1. Il carcere di San Quintino ospita l’unico braccio della morte in California, ma anche un programma di integrazione e rieducazione tramite attività sportive. Questo è descritto, focalizzandosi sulla pallacanestro, nel documentario Q Ball” disponibile su Netflix. I San Quintino Warriors disputano un campionato affrontando delle squadre provenienti dall’esterno, che culmina nella sfida di fine anno contro lo staff dei Golden State Warriors, una delle franchigie NBA più note. Uno dei protagonisti del racconto è Harry “ATL” Smith, 31enne col sogno di entrare nella G-League  (lega di sviluppo della NBA), ma questa settimana se ne è realizzato un altro: quello di Aaron “Showtime” Taylor. Detenuto per 26 anni, si era appassionato a commentare le sfide in cortile, e dopo il suo rilascio è stato speaker ufficiale dell’incontro tra Golden State e Houston. Stephen Curry, uno dei giocatori iconici della lega, lo ha voluto con sè nelle interviste per fargli raccontare la sua storia: “Durante il mio percorso riabilitativo mi sono convinto che potessi essere più di quello che ero prima. E nel momento in cui l’ho realizzato, mi sono detto che era tempo di farlo capire anche alle altre persone: siete meglio di quello che credete di essere”.

2. In Italia, Roberto Formigoni, per quattro volte presidente della Regione Lombardia, perché fa molto fico dire Governatore ma è una carica che non sussiste da noi, è stato condannato nel 2019 a 5 anni e 10 mesi per corruzione, tuttavia, ha scontato soltanto sei mesi in carcere per via della sua anzianità. Nel 2014 al “Celeste”, nel corso dell’indagine per il caso dei fondi neri dell’Ospedale San Raffaele e della Fondazione Maugeri, vennero sequestrati 49 milioni di euro, che è una cifra che piace molto alle figure di spicco della Destra italiana, ma il Senato, per fortuna, ha disposto che gli venga riassegnato il vitalizio “perché va paragonato al sussidio previsto per i meno abbienti (reddito di cittadinanza)”. Ricordiamo che Formigoni, dall’età di 23 anni, fa parte dei “Memores Domini”, associazione laica cattolica i cui membri vivono i precetti di povertà, castità e obbedienza.

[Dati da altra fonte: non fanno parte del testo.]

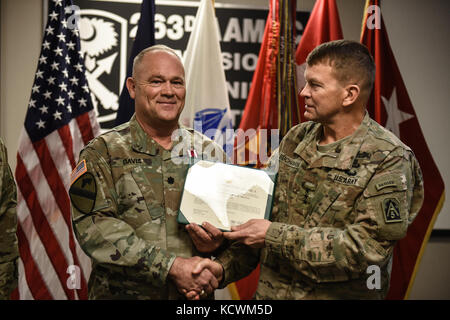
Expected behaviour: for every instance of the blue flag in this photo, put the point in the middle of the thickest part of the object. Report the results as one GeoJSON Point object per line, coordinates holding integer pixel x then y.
{"type": "Point", "coordinates": [145, 37]}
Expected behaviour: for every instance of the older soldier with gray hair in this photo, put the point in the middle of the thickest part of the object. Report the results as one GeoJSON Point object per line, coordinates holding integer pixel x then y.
{"type": "Point", "coordinates": [126, 190]}
{"type": "Point", "coordinates": [9, 252]}
{"type": "Point", "coordinates": [347, 191]}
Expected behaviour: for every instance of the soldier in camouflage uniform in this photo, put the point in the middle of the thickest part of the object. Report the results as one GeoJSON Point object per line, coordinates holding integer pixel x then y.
{"type": "Point", "coordinates": [126, 190]}
{"type": "Point", "coordinates": [347, 190]}
{"type": "Point", "coordinates": [9, 251]}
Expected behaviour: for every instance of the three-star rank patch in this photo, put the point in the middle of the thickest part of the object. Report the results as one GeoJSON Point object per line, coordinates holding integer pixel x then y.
{"type": "Point", "coordinates": [83, 192]}
{"type": "Point", "coordinates": [391, 210]}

3. A Encantado, una piccola città nel Sud del Brasile, è in fase di ultimazione una statua di Gesù che, con la sua altezza di 43 metri, supererà il Cristo Redentore di Rio de Janeiro, una delle sette meraviglie del mondo. Al suo interno avrà un ascensore che permetterà ai visitatori di raggiungere una terrazza panoramica, collocata nei pressi del cuore, da cui potranno immortalare la valle. Il costo della scultura è stimato in 350mila dollari, finanziati con donazioni private. Ora, lo so, starete domandando: ma gli aiuti alla popolazione? Ma i sostegni alla sanità nella folle (non) politica di Bolsonaro per il Covid? Ma la Foresta Amazzonica? Tutto valido, per carità, ma riesco soltanto a pensare: e se l’avessimo realizzata in Italia? Oltre alla lotta nella scelta di quale Santo raffigurare, quanti zeri si sarebbero aggiunti per questo appalto?

4. Hank Azaria si è scusato per aver prestato la sua voce per trent’anni ad Apu Nahasapeemapetilon, personaggio dei Simpsons. Questo a causa dell’insorgere delle critiche per cui il gestore indiano del Jet Market rafforza gli stereotipi razziali verso questa comunità, mentre Homer non è la caricatura dell’americano grasso e idiota, Tony Ciccione dell’italoamericano mafioso e la lista è molto più lunga (e, no, Willie non è sardo). “Se si tratta di un indiano, latinoamericano o nero, scegliete persone appartenenti a queste comunità: è più autentico, porteranno la propria esperienza al ruolo e non toglieranno del lavoro agli altri”, questa la sua dichiarazione in cui la mia attenzione è stata catturata dal finale. Azaria è doppiatore anche del Commissario Winchester, di Carl, di Cletus, del Professor Frink, del Dr.Riviera, di Disco Stu, di Duffman, e mi fermo qua perchè è un’altra lista lunga, ma hai voglia a parlare di lavoro rubato.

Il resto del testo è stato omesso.